The political arena is so unpredictable; the very people who applauded the corrupt, office bearers can tomorrow turn against them.
Max was indeed a hero and martyr…What I found distasteful however was the sudden, unashamed change of front among the very people who had stood by and watched him die.
Overnight everyone began to shake their heads at the excesses of the last regime, at its graft, oppression and corrupt government: newspapers, the radio, the hitherto silent intellectuals and civil servants—everybody said what a terrible lot; and it became public opinion the next morning. And these were the same people that only the other day had owned a thousand names of adulation, whom praise-singers followed with song and talking-drum wherever they went. Chief Koko in particular became a thief and a murderer, while the people who had led him on—in my opinion the real culprits—took the legendary bath of the Hornbill and donned innocence.

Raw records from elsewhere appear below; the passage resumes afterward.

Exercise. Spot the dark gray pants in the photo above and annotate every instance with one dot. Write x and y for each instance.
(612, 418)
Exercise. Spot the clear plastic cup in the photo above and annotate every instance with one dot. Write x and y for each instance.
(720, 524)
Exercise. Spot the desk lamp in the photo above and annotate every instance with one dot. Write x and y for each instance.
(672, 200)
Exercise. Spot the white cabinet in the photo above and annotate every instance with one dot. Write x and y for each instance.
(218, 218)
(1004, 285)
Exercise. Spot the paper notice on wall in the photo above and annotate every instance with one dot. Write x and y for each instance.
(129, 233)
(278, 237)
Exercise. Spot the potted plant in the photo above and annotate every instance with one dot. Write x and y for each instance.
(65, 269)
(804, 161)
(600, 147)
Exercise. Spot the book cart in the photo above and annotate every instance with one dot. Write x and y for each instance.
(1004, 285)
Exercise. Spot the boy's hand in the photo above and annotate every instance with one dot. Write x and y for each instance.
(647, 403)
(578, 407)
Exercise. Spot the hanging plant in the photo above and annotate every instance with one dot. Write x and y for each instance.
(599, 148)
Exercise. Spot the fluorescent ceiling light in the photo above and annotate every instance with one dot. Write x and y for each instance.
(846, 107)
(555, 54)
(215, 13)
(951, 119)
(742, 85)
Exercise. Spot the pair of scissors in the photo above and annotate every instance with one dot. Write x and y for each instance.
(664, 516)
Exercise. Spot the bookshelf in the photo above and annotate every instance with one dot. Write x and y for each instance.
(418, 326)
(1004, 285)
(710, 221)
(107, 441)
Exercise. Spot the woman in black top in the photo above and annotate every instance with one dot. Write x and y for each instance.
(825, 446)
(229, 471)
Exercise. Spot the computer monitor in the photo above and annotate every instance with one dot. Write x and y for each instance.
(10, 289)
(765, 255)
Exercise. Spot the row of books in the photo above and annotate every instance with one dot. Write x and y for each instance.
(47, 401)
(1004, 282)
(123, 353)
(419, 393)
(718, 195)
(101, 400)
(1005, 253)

‘Koko had taken enough for the owner to see,’ My father’s words struck me because they were the very same words the villagers of Anata had spoken of Josiah, the abominated trader. Only in their case the words had meaning. The owner was the village, and the village had a mind; it could say no to sacrilege… A regime in which you saw a fellow cursed in the morning for stealing a blind man’s stick and later in the evening saw him again mounting the altar of the new shrine in the presence of all the people to whisper into the ear of the chief celebrant—in such a regime, I say, you died a good death if your life had inspired someone to come forward and shoot your murderer in the chest—without asking to be paid.
From: A Man of the People- Chinua Achebe
Tomorrow is uncertain and it could mean the same people who sing your praises today will be the first to condemn you tomorrow.